I’m not super excited about this change, particularly with the loss of the GUI. The current (5.6 and previous) log window is simple to use and reasonably effective. Moving to an entirely command-line/environment-variable/file interface seems like a step way back. Command line arguments and environment variables are pain to set up in Windows and damn near impossible on Mac. Setting command lines for pvserver can be challenging if you are relying on an installation provided by a system administrator. Even if you can do all that, it still means you have to shut everything down and start ParaView up again any time you want to know how fast something went.

At a minimum, the logging options should be selectable through the GUI. That seems like a pretty trivial thing to implement.

It would also be much nicer if the log information were funneled to a buffer to be potentially displayed in a dialog box in the GUI. You could call it something like Timer Log. Even better, parse the log data to provide prettier display. (And have a nice save log button. That’s the easy part.)

That’s not true. Timer Log in its present form persists and will continue to exist until the new functionality can fully replace it.

In this first iteration, I just don’t have time to add the GUI stuff hence it’s being deferred until later.

Another thing to note, this logging is intended for more than just how long a filter takes?. For example, while debugging #18741, I simply add log lines to the spreadsheet view to figure out which blocks are being requested when and I can debug it very easily.

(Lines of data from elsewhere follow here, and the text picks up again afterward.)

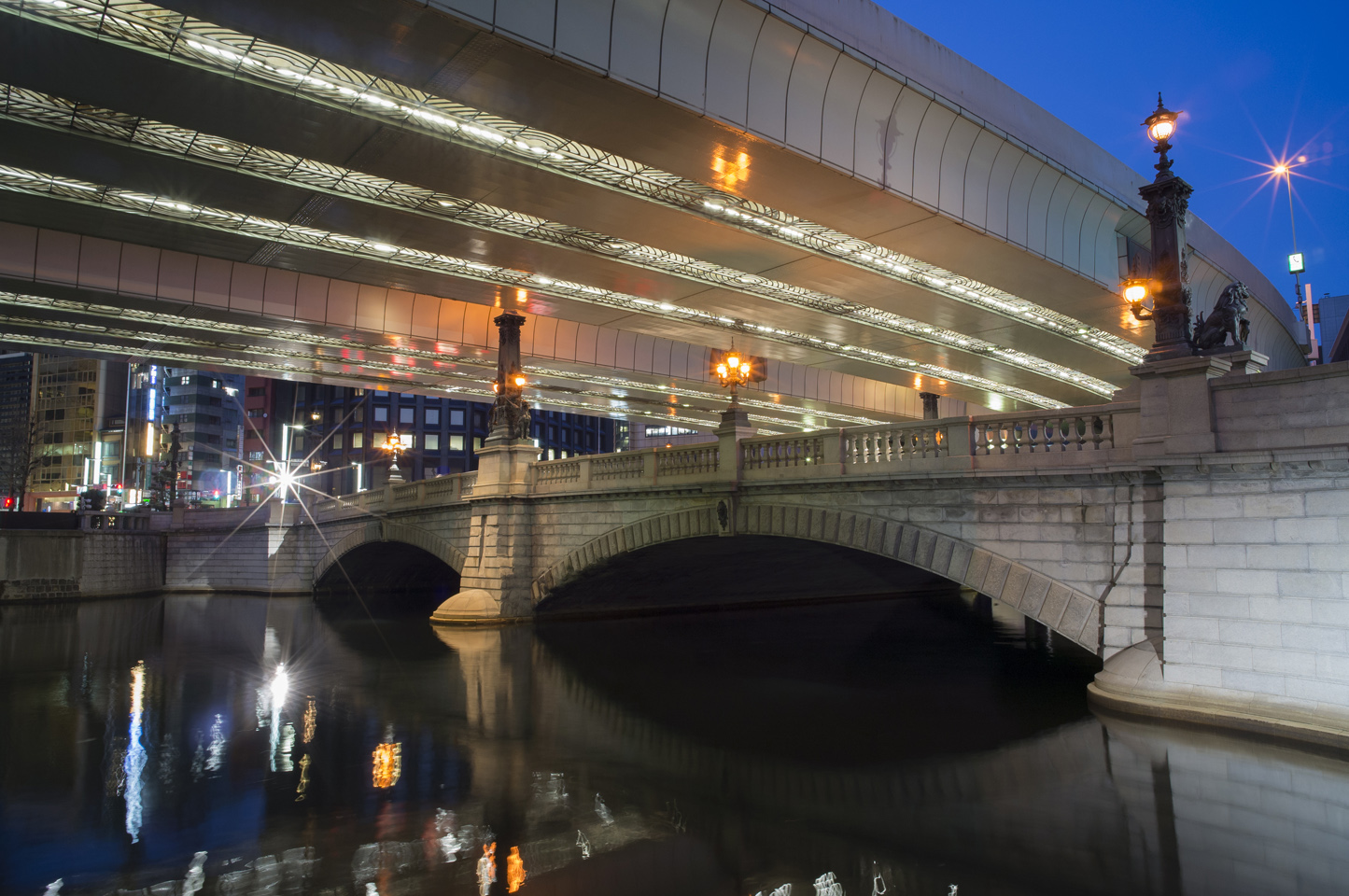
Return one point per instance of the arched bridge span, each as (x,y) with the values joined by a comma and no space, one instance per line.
(1067,610)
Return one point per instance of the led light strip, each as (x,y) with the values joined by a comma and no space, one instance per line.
(484,375)
(169,209)
(181,38)
(615,382)
(282,168)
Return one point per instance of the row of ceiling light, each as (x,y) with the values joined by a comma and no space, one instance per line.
(184,38)
(766,412)
(165,208)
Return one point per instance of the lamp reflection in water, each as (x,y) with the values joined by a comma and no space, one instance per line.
(827,884)
(303,778)
(135,762)
(487,869)
(514,871)
(216,750)
(279,740)
(387,765)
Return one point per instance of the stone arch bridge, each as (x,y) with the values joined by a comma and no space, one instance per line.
(1187,533)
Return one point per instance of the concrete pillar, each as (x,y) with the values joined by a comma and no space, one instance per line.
(930,406)
(736,426)
(498,569)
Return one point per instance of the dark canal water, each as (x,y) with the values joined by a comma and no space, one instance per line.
(916,745)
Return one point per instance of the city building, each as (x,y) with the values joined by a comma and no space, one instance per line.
(1331,312)
(78,405)
(342,433)
(17,427)
(209,413)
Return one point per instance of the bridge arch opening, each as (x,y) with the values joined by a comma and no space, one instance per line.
(710,572)
(386,578)
(1070,611)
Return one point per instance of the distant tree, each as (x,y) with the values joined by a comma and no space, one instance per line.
(21,455)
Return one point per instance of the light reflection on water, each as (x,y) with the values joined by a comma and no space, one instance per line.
(892,748)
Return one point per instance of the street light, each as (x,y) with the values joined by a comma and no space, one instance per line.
(396,444)
(1169,200)
(734,371)
(1297,262)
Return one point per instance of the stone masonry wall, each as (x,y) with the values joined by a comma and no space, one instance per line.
(36,565)
(1257,610)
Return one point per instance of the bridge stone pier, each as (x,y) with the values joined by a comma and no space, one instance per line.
(1190,533)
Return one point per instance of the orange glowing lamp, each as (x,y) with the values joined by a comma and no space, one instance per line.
(387,764)
(514,871)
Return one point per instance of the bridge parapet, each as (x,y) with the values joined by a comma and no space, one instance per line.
(1030,441)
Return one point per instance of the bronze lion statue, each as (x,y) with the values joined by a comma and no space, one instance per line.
(1227,318)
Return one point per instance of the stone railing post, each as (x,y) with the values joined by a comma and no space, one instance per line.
(831,454)
(960,439)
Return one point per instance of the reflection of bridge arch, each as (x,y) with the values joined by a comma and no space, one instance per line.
(386,530)
(1070,611)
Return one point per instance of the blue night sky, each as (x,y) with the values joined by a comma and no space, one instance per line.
(1257,80)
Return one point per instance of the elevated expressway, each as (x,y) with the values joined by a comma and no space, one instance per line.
(344,192)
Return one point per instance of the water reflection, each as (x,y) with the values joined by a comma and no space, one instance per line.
(888,748)
(135,760)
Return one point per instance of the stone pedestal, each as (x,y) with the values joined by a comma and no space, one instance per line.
(1175,408)
(736,426)
(1246,362)
(503,466)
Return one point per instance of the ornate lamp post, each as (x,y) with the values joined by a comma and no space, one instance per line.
(1169,200)
(510,412)
(734,371)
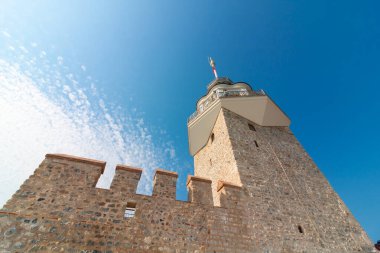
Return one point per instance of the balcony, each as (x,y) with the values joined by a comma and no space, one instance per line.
(221,93)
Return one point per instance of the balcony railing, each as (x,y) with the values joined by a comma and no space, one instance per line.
(222,94)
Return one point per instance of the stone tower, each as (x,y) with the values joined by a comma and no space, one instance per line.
(255,190)
(240,136)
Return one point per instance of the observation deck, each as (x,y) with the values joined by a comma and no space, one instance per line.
(240,98)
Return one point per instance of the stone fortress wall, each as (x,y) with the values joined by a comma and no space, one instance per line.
(268,197)
(58,209)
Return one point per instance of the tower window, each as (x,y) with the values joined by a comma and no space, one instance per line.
(251,127)
(130,210)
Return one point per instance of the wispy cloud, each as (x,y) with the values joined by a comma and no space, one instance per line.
(47,107)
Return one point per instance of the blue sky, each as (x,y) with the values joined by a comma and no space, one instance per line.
(116,80)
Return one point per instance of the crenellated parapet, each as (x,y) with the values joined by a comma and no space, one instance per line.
(126,179)
(60,200)
(230,195)
(164,184)
(199,189)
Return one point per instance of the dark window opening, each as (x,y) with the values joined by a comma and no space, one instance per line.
(130,210)
(251,127)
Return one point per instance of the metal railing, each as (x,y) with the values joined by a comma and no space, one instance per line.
(218,93)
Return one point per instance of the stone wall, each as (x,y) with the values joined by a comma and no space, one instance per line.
(58,209)
(292,206)
(243,198)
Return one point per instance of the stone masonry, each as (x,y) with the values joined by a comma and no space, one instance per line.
(255,189)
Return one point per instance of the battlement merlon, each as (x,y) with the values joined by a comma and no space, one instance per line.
(229,194)
(89,175)
(164,184)
(200,190)
(126,179)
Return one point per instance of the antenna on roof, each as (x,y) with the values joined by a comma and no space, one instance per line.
(212,64)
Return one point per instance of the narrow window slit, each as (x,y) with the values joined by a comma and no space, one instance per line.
(251,127)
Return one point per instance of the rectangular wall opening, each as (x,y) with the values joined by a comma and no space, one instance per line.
(130,210)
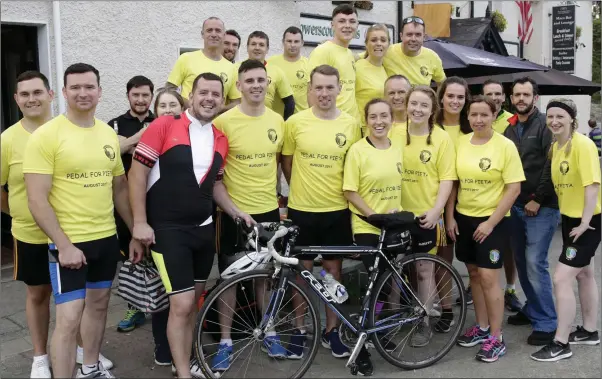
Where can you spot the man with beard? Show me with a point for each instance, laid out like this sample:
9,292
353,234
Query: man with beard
412,60
129,128
175,166
336,53
535,214
231,45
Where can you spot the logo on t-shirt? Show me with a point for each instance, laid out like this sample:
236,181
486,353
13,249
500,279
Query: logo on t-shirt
425,156
109,152
570,253
564,167
494,256
340,139
272,135
485,164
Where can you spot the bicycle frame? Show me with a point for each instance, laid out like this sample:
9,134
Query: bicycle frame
325,296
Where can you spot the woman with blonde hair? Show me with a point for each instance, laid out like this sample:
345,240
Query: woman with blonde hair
576,177
370,75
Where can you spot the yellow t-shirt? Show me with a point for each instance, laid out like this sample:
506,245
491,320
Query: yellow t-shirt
278,88
342,59
425,166
572,172
453,131
421,69
83,163
318,148
483,171
296,73
251,165
376,176
369,84
501,122
13,142
190,65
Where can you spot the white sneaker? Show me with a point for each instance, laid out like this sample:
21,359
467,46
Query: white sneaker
195,370
99,373
40,368
106,363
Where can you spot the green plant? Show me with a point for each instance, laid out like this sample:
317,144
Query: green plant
499,21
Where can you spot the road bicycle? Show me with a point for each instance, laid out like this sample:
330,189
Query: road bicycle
397,309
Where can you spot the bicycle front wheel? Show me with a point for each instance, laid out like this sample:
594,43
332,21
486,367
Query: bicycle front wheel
238,308
420,309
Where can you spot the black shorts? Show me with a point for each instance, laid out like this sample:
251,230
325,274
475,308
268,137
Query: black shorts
31,263
70,284
490,253
184,256
579,254
230,239
322,229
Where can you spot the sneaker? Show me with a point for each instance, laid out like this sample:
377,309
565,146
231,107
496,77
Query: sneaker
511,301
106,363
444,324
221,361
195,370
552,352
583,337
539,338
493,348
100,373
40,368
467,296
364,363
473,336
296,345
422,335
520,318
332,341
273,347
162,355
133,318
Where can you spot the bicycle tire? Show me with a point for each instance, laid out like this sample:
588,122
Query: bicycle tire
256,274
372,315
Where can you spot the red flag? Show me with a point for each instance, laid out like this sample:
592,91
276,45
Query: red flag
525,30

Now one could say I could have always used TimerLog for the same, but Timerlog didn’t have support for levels, which means any log items I add would always be processed and added to the log. Accumulation of a lot of such log line would invariably impact the runtime. The new logging infrastructure doesn’t evaluate log arguments unless the some log output requests the level (or higher) used for logging that item.

What we have here is a backbone. The GUI is indeed important – but for it to be useful, it must indeed be more than what the timer log GUI currently is. I was looking at various log viewer tools. A nice interface that shows lines from all processes as they are generated nicely with coloring etc etc is indeed a good idea. But doing it without adding too much runtime cost needs careful consideration and hence deferring it until later.